As I listen to the analyses of how well things are going in Iraq, I keep expecting that any minute Eric Sevareid will come on talking about the political significance of recent military action in the Mekong Delta.

In my nightmare about our victory in Iraq, I see the next phase. The government we set up, after months of bungling, is not democratic. It turns out that the sheiks and mullahs did not read their Federalist Papers closely enough.

And then I have flashes of the sainted Democratic Sen. William Fulbright's celebrated hearings on Vietnam, back when there was still a Democratic Party. It was Jon Stewart on "The Daily Show" who broke the story that the party had been abolished while we watched "American Idol."
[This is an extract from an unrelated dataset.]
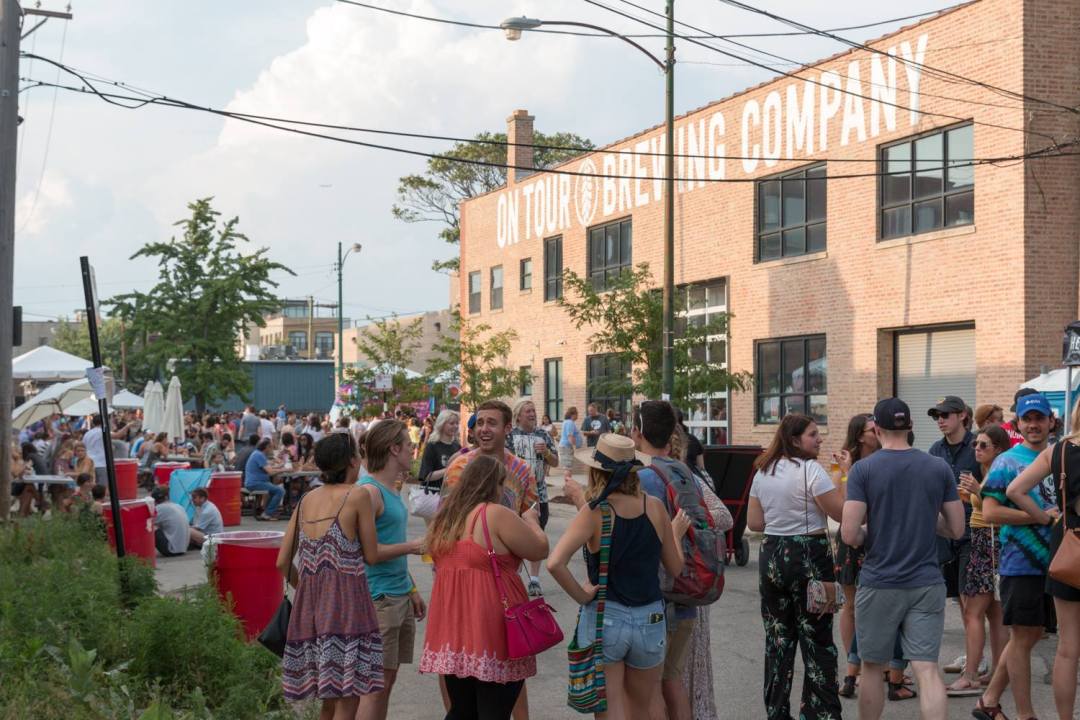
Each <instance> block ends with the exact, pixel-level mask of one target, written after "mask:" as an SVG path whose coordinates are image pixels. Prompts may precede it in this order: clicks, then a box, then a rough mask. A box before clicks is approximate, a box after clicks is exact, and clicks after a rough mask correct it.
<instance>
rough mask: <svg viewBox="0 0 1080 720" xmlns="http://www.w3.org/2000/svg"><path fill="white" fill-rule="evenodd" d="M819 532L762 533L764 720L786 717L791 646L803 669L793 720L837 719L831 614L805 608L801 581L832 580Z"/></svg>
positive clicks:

The only difference between Vietnam and Iraq, it may turn out, is that the quagmire is made of sand and not mud. "We're doing all the stupid things we thought we could do over in Vietnam," explained

R.D. Bernstein, senior research fellow and director of historical research, Council on Citizen Education at Russell Sage College. "Tell them who to elect, tell them how to govern themselves. Not bothering to pay attention to what kind of people, what kind of culture we're dealing with."

And when things are just not going as well in the post-war game as they're supposed to, will the administration follow the Nixon-Agnew strategy of attacking the press? The media is being insufficiently supportive. Where is our patience?

Here we go again. I'm just warning you. It's not going to be pretty. And it's not going to be good for the home team.